La remise à flot de Citroën
Après ce changement au sein du conseil d’administration, la priorité de Michelin change, l’objectif prioritaire et d’atteindre la rentabilité coûte que coûte. Pour cela, au vu du marché déprimé, Michelin n’y va pas par quatre chemins et arrête le financement de toutes les dépenses secondaires : la publicité est réduite à son plus simple appareil, décision est prise de cesser l’illumination de la Tour Eiffel, qui sera effective en 1937; le Magasin de l’Europe qui était le plus luxueux hall d’exposition automobile européen ferme ses portes. L’ensemble des succursales européennes sont réorganisées afin d’être plus rentables, tandis que celles déficitaires sont fermés sur le champ. Concernant les usines européennes de Citroën, sur les sept que compte le groupe, seules deux sont sauvegardées, l’une en Belgique, l’autre en Angleterre. Sont également revendues toutes les filiales jugées inutiles : les Taxis Citroën sont cédés à Peugeot, les Assurances Citroën sont cédées à un groupe anglais, et les compagnies de Bus Citroën sont reprises par des compagnies locales.
Le personnel lui aussi est touché, sur les six derniers mois précédent la mise en liquidation judiciaire de Citroën, le personnel avait déjà été réduit de 28%, passant de 25.000 à 18.000 salariés. Mais les licenciements se poursuivent jusqu’en Juin 1936, où Citroën ne compte plus que 11.500 personnes. Pour remplacer cette main d’oeuvre, Michelin acquiert des machines parmi les plus modernes et automatise de nombreux postes, ce qui permet de réduire par deux le temps de production d’une Traction entre 1934 et 1936.

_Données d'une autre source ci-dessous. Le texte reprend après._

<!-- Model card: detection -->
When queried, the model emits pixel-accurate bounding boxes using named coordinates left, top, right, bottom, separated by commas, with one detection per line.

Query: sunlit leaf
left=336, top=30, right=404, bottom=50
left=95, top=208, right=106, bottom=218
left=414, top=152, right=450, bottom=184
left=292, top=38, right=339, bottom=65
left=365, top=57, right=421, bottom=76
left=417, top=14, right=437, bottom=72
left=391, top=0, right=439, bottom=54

Autre point noir corrigé, les stocks, ceux de Citroën étaient parmi les plus garnis des constructeurs européens. En décembre 1934, 7.000 véhicules neufs étaient en attente de client, ce qui représentait 108,6 millions de Francs. Pour éviter cela, Citroën va désormais adopter sa production par rapport au carnet de commandes. La réduction des stocks se fait également sur les pièces de rechange, mais aussi sur la qualité des pièces produites afin d’éviter des mises au rebut excessives.
L’ensemble de ces efforts combinés permettront une baisse des prix des véhicules Citroën en octobre 1935, permettant de stimuler la demande et de voir les ventes Citroën augmenter dès 1936. La passif se comble petit à petit, et Citroën est remis sur de nouveaux rails…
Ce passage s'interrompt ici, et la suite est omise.